Devoted to the Propagation and Defense of New Testament Christianity
October 5, 1967

Bonhoeffer - The Qualified Disciple

Kent Ellis

Dietrich Bonhoeffer was a German theologian whose public career spanned the second quarter of the present century. That career was cut short in April, 1945 when he was executed for anti-Nazi activity inside Germany. However, before his death he wrote several books which have had, and are having great influence on the thinking of theologians today. This article is not meant to be a discussion of Bonhoeffer's theology." It is an exposure of the attitude of "new guard" in the church toward Bonhoeffer and his life.

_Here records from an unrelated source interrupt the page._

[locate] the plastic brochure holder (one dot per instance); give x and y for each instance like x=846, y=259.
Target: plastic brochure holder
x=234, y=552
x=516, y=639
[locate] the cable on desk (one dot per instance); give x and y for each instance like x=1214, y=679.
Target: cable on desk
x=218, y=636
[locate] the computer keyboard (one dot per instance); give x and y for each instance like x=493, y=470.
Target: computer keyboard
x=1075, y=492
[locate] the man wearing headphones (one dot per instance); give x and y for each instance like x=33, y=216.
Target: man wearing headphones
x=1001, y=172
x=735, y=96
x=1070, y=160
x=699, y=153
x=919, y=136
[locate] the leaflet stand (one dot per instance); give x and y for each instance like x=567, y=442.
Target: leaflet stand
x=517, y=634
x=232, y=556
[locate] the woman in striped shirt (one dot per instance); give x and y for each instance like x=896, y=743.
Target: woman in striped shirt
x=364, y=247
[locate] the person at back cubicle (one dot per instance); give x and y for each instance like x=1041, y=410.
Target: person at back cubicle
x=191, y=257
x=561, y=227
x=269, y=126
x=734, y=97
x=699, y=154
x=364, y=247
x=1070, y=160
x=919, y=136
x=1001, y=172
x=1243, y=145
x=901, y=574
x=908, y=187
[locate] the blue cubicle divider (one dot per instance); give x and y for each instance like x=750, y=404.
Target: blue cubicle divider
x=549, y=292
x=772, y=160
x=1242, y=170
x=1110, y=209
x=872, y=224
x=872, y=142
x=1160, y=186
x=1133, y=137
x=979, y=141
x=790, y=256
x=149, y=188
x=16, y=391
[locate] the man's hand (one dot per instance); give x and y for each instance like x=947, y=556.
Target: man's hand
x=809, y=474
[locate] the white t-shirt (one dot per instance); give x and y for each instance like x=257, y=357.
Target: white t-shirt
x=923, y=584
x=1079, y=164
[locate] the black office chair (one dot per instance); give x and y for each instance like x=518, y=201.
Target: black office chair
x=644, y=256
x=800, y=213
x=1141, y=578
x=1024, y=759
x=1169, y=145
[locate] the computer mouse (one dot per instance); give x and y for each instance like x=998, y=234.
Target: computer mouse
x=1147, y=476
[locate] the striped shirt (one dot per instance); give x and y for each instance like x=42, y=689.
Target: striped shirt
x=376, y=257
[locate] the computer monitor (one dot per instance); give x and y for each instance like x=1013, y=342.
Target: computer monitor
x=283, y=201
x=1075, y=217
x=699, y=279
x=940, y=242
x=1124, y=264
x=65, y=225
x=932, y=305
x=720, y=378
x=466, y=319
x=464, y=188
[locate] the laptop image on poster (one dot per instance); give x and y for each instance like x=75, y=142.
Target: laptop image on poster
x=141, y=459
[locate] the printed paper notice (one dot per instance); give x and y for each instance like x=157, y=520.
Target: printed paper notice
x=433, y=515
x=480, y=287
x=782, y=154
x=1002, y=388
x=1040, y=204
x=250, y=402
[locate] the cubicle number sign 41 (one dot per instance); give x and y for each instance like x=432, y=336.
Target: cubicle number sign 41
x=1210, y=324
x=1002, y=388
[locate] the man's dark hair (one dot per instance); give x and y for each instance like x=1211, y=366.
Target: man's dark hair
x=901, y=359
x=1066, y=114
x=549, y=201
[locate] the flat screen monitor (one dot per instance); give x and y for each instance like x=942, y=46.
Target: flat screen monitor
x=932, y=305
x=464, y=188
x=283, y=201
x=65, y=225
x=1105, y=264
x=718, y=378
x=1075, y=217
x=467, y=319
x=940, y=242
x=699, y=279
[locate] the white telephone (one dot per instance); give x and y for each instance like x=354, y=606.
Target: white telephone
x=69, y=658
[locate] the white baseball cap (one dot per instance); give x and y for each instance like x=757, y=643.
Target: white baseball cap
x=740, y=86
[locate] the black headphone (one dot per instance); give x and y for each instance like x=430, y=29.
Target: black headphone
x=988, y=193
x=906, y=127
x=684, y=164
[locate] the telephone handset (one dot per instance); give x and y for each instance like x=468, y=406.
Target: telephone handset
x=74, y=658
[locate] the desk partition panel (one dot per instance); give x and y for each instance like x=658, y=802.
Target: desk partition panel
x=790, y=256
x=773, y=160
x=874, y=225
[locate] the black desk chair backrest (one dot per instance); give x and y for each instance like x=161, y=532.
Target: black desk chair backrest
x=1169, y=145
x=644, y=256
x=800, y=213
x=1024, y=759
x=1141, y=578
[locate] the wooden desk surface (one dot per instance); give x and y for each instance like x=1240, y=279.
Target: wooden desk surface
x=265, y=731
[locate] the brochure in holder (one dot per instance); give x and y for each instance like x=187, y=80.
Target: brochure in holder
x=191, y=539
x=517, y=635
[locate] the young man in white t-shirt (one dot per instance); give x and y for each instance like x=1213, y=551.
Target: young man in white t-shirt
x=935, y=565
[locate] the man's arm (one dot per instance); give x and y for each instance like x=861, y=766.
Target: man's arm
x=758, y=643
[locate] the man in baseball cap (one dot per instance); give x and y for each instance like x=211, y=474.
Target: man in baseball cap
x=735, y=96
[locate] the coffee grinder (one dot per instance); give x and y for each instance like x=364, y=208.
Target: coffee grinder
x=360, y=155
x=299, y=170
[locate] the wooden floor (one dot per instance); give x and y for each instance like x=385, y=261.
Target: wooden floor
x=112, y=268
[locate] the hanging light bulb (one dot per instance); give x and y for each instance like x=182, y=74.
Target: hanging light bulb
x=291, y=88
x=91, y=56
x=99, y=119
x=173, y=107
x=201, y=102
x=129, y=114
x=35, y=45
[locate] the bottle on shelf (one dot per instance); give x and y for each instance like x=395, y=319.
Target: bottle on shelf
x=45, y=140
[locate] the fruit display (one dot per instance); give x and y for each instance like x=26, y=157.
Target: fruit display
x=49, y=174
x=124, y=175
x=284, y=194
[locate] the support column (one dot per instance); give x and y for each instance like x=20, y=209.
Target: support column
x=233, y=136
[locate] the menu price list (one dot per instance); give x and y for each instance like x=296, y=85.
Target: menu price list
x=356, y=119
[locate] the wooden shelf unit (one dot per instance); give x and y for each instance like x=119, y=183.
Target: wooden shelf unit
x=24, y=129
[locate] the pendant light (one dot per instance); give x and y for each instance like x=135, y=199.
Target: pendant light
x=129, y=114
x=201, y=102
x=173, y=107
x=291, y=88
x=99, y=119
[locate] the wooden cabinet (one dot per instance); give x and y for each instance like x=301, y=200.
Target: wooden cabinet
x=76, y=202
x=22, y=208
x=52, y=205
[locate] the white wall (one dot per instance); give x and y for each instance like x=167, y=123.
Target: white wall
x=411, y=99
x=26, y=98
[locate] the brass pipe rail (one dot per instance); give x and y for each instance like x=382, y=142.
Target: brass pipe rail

The August issue of Mission carries a review of Bonhoeffer's book, The Cost of Discipleship, by William C. Martin, an ex-student of ACC, and currently "a candidate for the Ph. D. degree at Harvard Divinity School." Among other things, Martin characterizes Bonhoeffer as "a man whose life and death fully qualify him to advise us concerning the cost of following Christ." Further: "To the end, he walked in the steps of his Lord." And, in conclusion: "One may disagree with his theology at points, but one can scarcely fail to recognize that his life, his cross, and his death were those of a disciple of Jesus." In the same issue, Ray F. Chester, "Minister of the College Church of Christ, Searcy, Ark. ," states the "Dietrich Bonhoeffer is a great example of one taking up the cross."

As noted above, Martin concedes that we "may disagree with" Bonhoeffer's "theology at points," but insists that we "can scarcely fail to recognize" him as "a disciple of Christ." In order to limit the discussion and to form a clear and concise issue, let us set aside most of Bohnoeffer's views for the moment and ask one simple question. Dietrich Bonhoeffer was a German Lutheran who was sprinkled as an infant, and contends for such in the book reviewed. Our question is: Can a man be afully qualified disciple of Christ and never be baptized?

Martin says that he can. Jesus says that he can not (John 3:5). Here the issue is formed; here the battle is joined. Bonhoeffer's discipleship is not determined by whether we agree with his theology or not. It is dependent on whether his life agrees with Christ's teaching or not. How can one walk "in the steps of his Lord" "to the end," who did not walk in them at the beginning?

But my real purpose in this article is not so much to determine the statue of Dietrich Bonhoeffer, as it is to point out the attitude of William Martin and men in the church of like-mind. If we can dispose of one of the first principles of Christ's teaching, why not another (Heb. 6:1.2; Eph. 4:4-6)? Why not all? What sort of a man presumes the authority to annul a commandment of Him who has all authority? Who can do so and still claim to be Christ's disciple and servant? "And why call ye me, Lord, Lord, and do not the things which I say?" (Luke 6:46) It seems that a Ph. D. candidate could understand such simple words and comprehend their obvious implication. If not, Jesus puts the same truth in a positive statement in Matthew 7:21.

On infant sprinkling and true baptism these men are in a dilemma similar to that posed by Jesus in Matthew 21:25. One is from man and the other from God. If they accept one, they must reject the other. But they cannot please everybody either way. They desperately want the recognition of their fellow-theologians as broad-minded scholars. But to insist on Christ's teaching marks them as narrow and ignorant bigots in the modern schools of divinity. They crave to be a part of the "ecumenical movement," but to be accepted they must give up the truth concerning baptism. Selling the truth is a hard price to pay for the recognition of the world.

William C. Martin apparently believes that: (1) infant sprinkling is baptism; or (2) baptism is not necessary to being a disciple of Jesus; or, (3) that immersion of believers is what Christ commanded and that baptism is necessary to discipleship according to Scripture, but that we have the right to change Christ's commandments. The men of Mission profess to be vitally interested in "dialogue" on religious differences. I personally would be happy to enter into one on this subject with Martin or any other man of the same persuasion either orally or in writing. Would the editors of Mission carry such a discussion in their paper? Or, are they indeed interested only in a "monologue"; that is, in propagandizing the brethren with their one-sided "theology"?

If it be charged that the position herein set forth is the "legalism" which these men so abhor, then I plead guilty. I fail to see how loyalty to Christ and true discipleship can be maintained otherwise. I agree with that part of Bonhoeffer's theology, as summarized by Martin, which contends that "Jesus' statements must not be watered down..." "...they must be taken with absolute seriousness. To do less is to turn aside from following Christ."